According to the ifo Institute (2024), data processing (65%), electrical engineering (60%), and automotive (59%) are most exposed. The chemical industry is the only sector where dependence has increased over the past two years.

How can an SME build supply chain transparency?

Start by fully mapping all Tier-1 suppliers – including their locations and backup options. Digital platforms such as Resilinc, Everstream Analytics, or IntegrityNext automate this process and add real-time risk monitoring.
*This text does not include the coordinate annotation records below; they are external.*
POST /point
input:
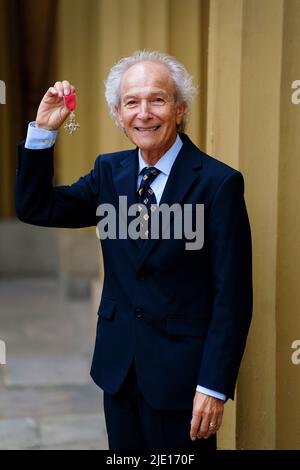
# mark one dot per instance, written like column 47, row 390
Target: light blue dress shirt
column 38, row 139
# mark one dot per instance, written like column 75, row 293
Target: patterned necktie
column 146, row 196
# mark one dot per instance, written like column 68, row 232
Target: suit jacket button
column 139, row 312
column 141, row 276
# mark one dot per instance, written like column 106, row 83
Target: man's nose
column 144, row 111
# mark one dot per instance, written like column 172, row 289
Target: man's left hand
column 207, row 416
McKinsey reports that 60% of companies now achieve Tier-1 transparency.

Is nearshoring to Eastern Europe worthwhile for SMEs?

Nearshoring cuts transport distances, lead times, and geopolitical risk. Hungary, Slovakia, and Poland have established themselves as automotive hubs. Costs, however, remain higher than in China. Nearshoring makes particular sense for time-critical or customer-proximate production – while high-volume manufacturing may remain more economical in Asia.

Which EU regulations directly affect supply chains?

The Critical Raw Materials Act (CRMA) sets targets for domestic extraction and recycling. The Corporate Sustainability Due Diligence Directive (CSDDD) mandates due diligence across supply chains. NIS2 applies directly to logistics IT infrastructure. Additionally, CSRD reporting requirements for Scope-3 emissions compel supply chain transparency.